ElasticPyProxy (EP2) is a controller written completely in python for dynamically scaling HAProxy backend servers. Using this controller, it is possible to integrate HAProxy with a server orchestrator which spwans servers dynamically and scales out and in very frequently. As of now it provides support for the following:
- AWS Autoscaling groups
- Consul
however handler for any orchestrator which exposes an API for getting live backends can be added easily.
It is to be noted that consul is not an orchestrator but a service discovery tool. It can be used to discovery A given service can be discovered with consul and later the hosts/nodes which are the provider of that service can be discovered by either consul DNS or consul catalog API. If a node providing the given services goes down, the api will remove those nodes from the catalogue and show only the live ones.

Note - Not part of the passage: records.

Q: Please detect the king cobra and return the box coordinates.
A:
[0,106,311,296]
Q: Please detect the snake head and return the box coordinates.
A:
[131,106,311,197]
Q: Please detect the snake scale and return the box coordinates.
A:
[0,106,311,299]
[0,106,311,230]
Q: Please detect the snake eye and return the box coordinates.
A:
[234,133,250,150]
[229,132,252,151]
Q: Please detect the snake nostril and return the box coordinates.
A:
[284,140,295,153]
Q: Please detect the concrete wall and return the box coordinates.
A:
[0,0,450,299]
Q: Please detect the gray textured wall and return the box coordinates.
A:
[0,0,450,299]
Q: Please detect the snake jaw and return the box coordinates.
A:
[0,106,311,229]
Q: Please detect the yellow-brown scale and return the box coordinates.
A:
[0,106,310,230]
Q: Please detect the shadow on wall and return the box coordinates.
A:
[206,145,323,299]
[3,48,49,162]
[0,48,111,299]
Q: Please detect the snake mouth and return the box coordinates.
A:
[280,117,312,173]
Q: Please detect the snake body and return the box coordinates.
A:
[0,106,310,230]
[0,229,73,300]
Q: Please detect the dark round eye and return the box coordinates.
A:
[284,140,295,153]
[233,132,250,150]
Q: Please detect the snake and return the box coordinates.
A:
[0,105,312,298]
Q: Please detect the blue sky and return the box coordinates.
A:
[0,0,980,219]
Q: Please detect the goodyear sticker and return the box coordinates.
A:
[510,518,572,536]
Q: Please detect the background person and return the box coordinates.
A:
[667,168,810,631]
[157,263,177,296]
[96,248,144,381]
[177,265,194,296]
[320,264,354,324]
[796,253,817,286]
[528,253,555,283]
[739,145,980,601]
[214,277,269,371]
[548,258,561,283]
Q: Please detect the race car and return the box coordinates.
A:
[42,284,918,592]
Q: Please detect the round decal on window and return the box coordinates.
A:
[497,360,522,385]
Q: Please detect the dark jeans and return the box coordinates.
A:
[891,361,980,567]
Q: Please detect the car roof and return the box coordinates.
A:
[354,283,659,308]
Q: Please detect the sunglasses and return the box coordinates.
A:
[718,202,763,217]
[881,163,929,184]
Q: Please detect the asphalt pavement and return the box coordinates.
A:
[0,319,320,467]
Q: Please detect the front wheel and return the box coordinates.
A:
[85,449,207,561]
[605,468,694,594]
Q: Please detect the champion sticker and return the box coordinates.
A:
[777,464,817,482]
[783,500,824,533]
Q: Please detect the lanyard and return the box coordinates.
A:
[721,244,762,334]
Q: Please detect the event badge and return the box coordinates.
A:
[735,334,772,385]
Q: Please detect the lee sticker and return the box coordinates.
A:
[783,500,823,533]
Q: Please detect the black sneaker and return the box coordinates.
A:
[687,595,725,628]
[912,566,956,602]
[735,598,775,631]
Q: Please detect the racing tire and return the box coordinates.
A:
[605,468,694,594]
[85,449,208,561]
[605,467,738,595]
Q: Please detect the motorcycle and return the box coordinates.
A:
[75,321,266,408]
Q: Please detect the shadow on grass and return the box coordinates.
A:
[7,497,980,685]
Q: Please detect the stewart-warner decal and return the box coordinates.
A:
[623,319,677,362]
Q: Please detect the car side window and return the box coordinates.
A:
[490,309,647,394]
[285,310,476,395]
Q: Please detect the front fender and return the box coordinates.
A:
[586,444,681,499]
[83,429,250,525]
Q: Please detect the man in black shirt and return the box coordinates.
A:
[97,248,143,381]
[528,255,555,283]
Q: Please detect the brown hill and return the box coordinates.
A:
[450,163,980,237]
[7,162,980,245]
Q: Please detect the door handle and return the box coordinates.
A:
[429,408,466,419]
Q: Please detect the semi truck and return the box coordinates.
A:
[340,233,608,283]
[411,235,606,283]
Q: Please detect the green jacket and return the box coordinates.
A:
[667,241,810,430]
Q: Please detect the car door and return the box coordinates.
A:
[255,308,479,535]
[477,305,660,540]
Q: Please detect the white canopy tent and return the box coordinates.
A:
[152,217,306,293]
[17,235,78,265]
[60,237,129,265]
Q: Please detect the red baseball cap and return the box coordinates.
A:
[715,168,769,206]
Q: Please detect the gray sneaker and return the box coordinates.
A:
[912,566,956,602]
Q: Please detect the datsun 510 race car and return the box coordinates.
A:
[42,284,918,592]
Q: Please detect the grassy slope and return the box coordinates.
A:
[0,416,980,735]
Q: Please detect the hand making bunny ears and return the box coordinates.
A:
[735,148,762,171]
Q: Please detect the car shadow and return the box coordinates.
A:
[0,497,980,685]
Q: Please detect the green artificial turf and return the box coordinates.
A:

In the rest of the documentation we will continue refering to AWS ASG while explaining the differemt features of EP2 but evrything will be applicable to Consul as well.
So, going ahead with aws, it is possible, using EP2 to integrate HAProxy with a AWS Autoscaling Group. Once integrated, the HAProxy backend servers will scale out and in with the ASG of interest. Thus, whenever the ASG spawns a new instance, that instance will get added to haproxy's concerned backend/listener and when the ASG removes a backend, that particular server will also be removed from HAProxy's concerned backend/listener.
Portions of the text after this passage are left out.